In other words, practicing “right tension” can lead to that state of liberation. Calibrating that tension is the work, and it ain’t easy. For a moment, we may find stillness in the mind. In the next moment, a shift occurs and the stillness is lost. The string becomes too loose, the string becomes too tight.

This is just one way to view and practice yoga- a struggle, a dance, a constant movement, in service of a grander and truer sense of peace.

One way this tension plays out is in the suffering that comes from witnessing the pain in the world and the understandable desire to escape the suffering. The impulse becomes stronger when you see your role in creating suffering. This became clear to me as we witness the worldwide movement for Black Lives, which is working towards ending white supremacy, and ultimately liberation for all. White supremacy ultimately hurts us all because it creates separation. This does not take away from the lived reality that white supremacy devalues Black bodies and makes the white body the ideal. And as a white passing Latinx woman, I have benefited from this system.

Imani Perry, Professor of African American Studies at Princeton University, compares whiteness to foot binding in an On Being interview,

I think that it (whiteness) is a constriction. It cuts off the blood supply.
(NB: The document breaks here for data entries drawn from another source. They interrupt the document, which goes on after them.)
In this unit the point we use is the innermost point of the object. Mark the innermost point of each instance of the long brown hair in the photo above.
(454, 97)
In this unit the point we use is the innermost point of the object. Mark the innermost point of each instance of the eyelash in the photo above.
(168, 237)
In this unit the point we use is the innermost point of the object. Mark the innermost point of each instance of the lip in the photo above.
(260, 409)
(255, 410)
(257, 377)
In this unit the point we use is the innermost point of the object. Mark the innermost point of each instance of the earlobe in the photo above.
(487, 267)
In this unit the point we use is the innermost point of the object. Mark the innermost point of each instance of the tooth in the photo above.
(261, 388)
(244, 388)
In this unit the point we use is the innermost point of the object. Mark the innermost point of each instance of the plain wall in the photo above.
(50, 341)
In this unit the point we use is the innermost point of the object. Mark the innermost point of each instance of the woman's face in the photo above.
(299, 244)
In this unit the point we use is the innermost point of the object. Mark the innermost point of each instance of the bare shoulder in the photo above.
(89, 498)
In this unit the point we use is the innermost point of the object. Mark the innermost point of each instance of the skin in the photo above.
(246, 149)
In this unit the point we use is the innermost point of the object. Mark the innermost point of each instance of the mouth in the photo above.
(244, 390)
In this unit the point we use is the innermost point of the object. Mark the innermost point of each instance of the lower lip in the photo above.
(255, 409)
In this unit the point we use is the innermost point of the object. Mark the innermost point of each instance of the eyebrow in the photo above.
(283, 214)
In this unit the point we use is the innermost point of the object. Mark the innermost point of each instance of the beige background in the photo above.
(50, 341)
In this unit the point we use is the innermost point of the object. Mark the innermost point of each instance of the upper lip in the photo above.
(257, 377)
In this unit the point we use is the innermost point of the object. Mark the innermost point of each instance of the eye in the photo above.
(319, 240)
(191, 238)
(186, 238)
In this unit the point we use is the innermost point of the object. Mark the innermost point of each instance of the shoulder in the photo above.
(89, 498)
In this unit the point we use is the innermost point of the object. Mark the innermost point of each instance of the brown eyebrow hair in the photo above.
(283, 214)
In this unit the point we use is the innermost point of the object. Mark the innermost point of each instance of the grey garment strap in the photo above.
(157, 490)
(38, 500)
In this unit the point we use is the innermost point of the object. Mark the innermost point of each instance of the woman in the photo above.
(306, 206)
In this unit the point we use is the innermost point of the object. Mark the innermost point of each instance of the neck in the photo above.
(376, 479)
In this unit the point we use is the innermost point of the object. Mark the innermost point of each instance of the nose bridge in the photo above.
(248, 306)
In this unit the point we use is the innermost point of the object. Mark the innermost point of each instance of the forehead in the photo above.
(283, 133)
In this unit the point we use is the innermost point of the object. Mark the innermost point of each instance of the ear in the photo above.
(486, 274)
It disciplines, or it threatens to discipline, white people out of deep identification with other human beings, which I think is the natural state of things.
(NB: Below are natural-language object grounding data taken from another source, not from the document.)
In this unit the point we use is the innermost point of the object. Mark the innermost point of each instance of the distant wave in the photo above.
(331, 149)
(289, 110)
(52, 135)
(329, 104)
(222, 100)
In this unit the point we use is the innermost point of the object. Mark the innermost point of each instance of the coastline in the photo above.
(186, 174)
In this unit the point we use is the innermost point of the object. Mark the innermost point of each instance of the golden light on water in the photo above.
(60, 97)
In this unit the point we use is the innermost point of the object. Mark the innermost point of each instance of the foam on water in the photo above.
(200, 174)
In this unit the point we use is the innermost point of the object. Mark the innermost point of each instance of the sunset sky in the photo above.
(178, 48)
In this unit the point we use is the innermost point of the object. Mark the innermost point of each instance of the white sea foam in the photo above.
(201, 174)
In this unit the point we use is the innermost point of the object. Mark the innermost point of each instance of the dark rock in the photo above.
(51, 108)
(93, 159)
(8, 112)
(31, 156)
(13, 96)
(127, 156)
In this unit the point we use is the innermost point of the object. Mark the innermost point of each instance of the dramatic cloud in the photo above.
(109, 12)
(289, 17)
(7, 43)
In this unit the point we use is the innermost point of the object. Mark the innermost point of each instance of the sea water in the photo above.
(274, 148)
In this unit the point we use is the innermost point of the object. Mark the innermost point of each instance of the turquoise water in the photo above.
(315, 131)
Before this moment, I would feel anger whenever another story of police brutality towards unarmed Black person would make the news. But life would get busy, and soon I was just going back to my daily life. Even as the shock value would wear off, I was still making a concerted effort to consume more Black media, movies, and to learn more about white supremacy.
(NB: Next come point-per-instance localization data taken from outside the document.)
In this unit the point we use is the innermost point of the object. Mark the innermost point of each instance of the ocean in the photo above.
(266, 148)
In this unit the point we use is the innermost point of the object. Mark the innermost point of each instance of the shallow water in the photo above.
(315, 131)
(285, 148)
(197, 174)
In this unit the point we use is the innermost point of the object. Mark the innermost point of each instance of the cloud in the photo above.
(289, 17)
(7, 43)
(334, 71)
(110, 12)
The relative stillness of our collective lives due to the coronavirus gave me the capacity to fully be with the newest outcry of suffering that resulted from the lynching of George Floyd (along with so many others at that time and since- Breonna Taylor, Tony McDade, Ahmaud Arbery, Rayshard Brooks and too many more).

The fact that it look this long and this particularly heart-breaking circumstance to break out of my complacency is a form of white privilege that I am not proud of. To get to decide to face the reality of being Black in America is a privilege. Black people have had to fully understand the nuances of white culture; to do otherwise is to risk losing their job or their life.

Seeing and understanding my complicity is suffering. It’s literally a shame. It hurts, and it is uncomfortable. But when I recognize and sit with the suffering that Black folk endure currently and generationally, my suffering becomes contextualized within the larger systemic suffering.

Both my privilege and my suffering are tied to the suffering of Black Lives. Both my privilege and my suffering are also tied to liberation of Black Lives. The liberation of Black Lives Lives is the liberation of our collective humanity.

In sitting with my deep discomfort of my privilege and the harm it has caused and causes every day, I can become more resilient in the face of discomfort.

My suffering at seeing my own complicity can be transformed into a fire that gives me courage to take responsibility, and by taking action. Action for me is taking several forms- learning more, educating and calling in white friends publicly and privately, elevating Black voices, making phone calls to demand justice in cases of police brutality, offering my organizing skills to young Black leadership in our community, and supporting Black-owned businesses. And I need and want to do more. Can you sit with the suffering in the world, your role in it so you can be transformed into an agent of change?

I am inviting you to experience true Yoga. To be able to hold tension, to sit with discomfort, to be less concerned with being seen as a “good person” , to be OK with getting it wrong, with hearing opposing viewpoints as to whether you are getting it right or wrong, with having uncomfortable awkward conversations.

Love yourself, love your friends, enough to do this. Play a part in reducing the suffering of the world. Your personal suffering, and the suffering in the world, which are one in the same.

Do the hard, sweaty, mortifying work of bringing true unity into being. You don’t have to do it perfectly, you just need to start.